De modo geral, como responsáveis pelas mudanças, nosso papel é realizar a revolução humana

O título acima tem caráter provocativo. Esta frase foi mencionada por Sigmund Freud (1856-1939), pai da psicanálise, a uma paciente com a intenção de propor reflexões de que aquilo que ela se queixava, teria de alguma forma, sua permissão, sua responsabilidade.


E por que então usar esta frase como título do artigo?


Temos como hábito, seja em rodas de conversas no trabalho, nos bares, nas redes sociais, e às vezes nas atividades da Gakkai, culpar o governo, o chefe, o fulano, os vizinhos, os políticos de todas as nossas mazelas da vida. Cruzar os braços e ficar apenas apontando culpados seja de ordem pessoal ou social é, sem dúvida, um caminho para a infelicidade.


Daisaku Ikeda comenta que “É inútil querer mudar as circunstâncias sem mudar a si próprio. Para se conquistar a felicidade e acumular boa sorte é preciso optar pelo caminho da revolução humana”, e salienta ainda: “Não culpe os outros nem seu ambiente por seus problemas.

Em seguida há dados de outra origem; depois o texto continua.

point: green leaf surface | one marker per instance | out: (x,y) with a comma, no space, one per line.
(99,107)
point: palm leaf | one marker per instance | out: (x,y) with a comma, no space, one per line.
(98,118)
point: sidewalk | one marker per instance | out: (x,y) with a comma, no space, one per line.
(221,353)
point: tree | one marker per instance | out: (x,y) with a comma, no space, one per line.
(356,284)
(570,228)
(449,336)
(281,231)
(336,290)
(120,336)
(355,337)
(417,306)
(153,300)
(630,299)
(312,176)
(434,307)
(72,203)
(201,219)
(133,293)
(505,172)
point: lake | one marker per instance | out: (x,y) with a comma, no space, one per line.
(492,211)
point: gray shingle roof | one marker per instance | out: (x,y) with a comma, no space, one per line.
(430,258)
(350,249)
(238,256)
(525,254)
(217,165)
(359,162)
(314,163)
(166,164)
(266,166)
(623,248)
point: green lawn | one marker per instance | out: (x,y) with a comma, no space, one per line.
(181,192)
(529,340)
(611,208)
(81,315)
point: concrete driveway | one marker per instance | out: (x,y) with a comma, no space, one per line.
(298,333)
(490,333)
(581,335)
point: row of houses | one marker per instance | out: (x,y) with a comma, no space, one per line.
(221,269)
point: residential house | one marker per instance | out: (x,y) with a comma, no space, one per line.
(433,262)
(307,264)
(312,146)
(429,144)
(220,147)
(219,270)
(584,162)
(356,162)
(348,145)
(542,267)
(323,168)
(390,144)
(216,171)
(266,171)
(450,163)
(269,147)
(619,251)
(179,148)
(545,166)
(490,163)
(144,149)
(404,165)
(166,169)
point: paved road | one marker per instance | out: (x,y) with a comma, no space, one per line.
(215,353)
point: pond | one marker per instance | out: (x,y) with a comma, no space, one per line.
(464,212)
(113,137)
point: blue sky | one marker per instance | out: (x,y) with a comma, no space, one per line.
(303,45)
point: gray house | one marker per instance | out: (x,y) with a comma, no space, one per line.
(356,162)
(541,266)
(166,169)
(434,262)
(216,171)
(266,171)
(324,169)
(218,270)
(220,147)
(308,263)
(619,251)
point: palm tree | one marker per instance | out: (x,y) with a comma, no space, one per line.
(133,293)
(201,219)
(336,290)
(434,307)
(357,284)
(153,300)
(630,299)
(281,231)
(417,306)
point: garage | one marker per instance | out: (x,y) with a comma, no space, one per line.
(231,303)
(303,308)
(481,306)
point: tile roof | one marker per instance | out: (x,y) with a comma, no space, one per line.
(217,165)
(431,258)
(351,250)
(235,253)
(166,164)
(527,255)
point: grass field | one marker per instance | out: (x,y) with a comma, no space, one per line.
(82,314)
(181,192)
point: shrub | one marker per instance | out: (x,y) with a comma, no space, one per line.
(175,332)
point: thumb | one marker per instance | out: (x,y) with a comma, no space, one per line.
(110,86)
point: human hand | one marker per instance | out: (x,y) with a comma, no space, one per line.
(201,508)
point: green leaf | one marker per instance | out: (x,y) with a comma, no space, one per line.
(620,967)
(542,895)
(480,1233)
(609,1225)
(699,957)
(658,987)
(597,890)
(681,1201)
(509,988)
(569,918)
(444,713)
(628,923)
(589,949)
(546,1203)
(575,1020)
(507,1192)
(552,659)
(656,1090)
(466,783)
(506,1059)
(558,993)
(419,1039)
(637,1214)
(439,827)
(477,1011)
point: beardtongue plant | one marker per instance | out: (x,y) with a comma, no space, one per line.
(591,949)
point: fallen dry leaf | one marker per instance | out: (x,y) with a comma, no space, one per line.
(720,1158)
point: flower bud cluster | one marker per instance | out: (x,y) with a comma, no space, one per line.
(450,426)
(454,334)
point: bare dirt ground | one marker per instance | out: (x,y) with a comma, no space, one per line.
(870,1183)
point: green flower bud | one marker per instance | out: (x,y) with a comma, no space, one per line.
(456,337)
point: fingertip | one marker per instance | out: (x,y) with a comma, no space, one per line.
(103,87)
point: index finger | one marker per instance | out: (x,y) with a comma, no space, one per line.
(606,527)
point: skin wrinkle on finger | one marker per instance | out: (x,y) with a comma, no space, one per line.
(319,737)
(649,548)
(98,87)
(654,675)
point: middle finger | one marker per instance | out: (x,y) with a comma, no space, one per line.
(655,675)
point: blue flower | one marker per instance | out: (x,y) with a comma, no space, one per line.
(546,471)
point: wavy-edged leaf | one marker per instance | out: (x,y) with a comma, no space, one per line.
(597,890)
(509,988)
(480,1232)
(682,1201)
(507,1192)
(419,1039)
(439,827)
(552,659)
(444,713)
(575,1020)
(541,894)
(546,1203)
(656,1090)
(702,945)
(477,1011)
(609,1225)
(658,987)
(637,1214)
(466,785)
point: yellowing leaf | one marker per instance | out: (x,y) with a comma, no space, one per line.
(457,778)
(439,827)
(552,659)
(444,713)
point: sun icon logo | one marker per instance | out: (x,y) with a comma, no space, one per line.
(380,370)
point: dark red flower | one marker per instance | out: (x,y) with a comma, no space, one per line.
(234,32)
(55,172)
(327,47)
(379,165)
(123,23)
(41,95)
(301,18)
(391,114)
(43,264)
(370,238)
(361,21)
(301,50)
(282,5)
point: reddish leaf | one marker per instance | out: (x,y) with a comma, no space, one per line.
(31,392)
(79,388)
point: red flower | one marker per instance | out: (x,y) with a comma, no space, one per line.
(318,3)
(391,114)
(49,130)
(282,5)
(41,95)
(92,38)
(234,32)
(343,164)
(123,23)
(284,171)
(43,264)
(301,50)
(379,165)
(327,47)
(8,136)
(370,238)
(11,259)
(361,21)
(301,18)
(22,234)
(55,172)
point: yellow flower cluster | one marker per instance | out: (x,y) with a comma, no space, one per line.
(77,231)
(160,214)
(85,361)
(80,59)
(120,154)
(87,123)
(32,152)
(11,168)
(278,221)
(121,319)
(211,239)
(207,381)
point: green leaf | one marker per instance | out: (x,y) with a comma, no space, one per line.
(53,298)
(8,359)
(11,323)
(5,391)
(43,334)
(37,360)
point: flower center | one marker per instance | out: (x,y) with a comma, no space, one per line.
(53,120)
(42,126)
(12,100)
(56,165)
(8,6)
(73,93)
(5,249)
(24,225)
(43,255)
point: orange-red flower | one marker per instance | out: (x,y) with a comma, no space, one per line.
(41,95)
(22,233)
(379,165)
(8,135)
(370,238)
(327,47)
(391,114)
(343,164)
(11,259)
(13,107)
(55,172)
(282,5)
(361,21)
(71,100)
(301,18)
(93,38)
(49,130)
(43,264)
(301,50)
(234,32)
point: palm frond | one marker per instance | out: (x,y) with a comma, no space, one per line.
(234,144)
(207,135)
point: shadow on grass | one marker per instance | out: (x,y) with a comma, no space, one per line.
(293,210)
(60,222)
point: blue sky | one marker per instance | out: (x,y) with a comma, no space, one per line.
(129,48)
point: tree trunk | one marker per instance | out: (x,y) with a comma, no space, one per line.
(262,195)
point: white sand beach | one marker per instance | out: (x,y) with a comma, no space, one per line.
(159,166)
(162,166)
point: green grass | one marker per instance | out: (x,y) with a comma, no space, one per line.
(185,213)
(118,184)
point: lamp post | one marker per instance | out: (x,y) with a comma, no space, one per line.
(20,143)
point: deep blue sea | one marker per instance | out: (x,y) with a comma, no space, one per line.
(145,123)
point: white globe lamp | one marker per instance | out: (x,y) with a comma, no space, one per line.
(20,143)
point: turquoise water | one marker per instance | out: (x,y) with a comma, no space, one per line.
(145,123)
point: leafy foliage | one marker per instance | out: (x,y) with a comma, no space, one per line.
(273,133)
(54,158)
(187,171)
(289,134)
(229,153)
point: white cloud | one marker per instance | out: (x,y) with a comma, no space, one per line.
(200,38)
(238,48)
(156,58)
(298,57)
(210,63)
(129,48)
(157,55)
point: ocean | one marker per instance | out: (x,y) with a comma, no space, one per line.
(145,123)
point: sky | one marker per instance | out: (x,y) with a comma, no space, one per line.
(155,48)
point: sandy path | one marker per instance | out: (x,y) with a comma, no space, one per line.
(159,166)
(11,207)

Se concentre em mudar a si mesmo” (Terceira Civilização, ed. 455, 1 jan. 2006, p. 3).


Daí entra a famosa frase freudiana: “Qual a sua responsabilidade na desordem da qual você se queixa?”. Como podemos, de acordo com a visão do budismo, nos responsabilizar pela desordem da qual eu me queixo?


O primeiro passo deve ser dado justamente em relação a assumirmos que aquilo que me queixo só mudará partir da minha própria mudança e que os efeitos dessa mudança proporcionarão a mudança da sociedade. A famosa frase do presidente Daisaku Ikeda “A grandiosa revolução humana de uma única pessoa, um dia, impulsionará a mudança total de destino de um país e, além disso, será capaz de transformar o destino de toda a humanidade” (Brasil Seikyo, ed. 2.314, 5 mar. 2016, p. A8) aponta para esta direção.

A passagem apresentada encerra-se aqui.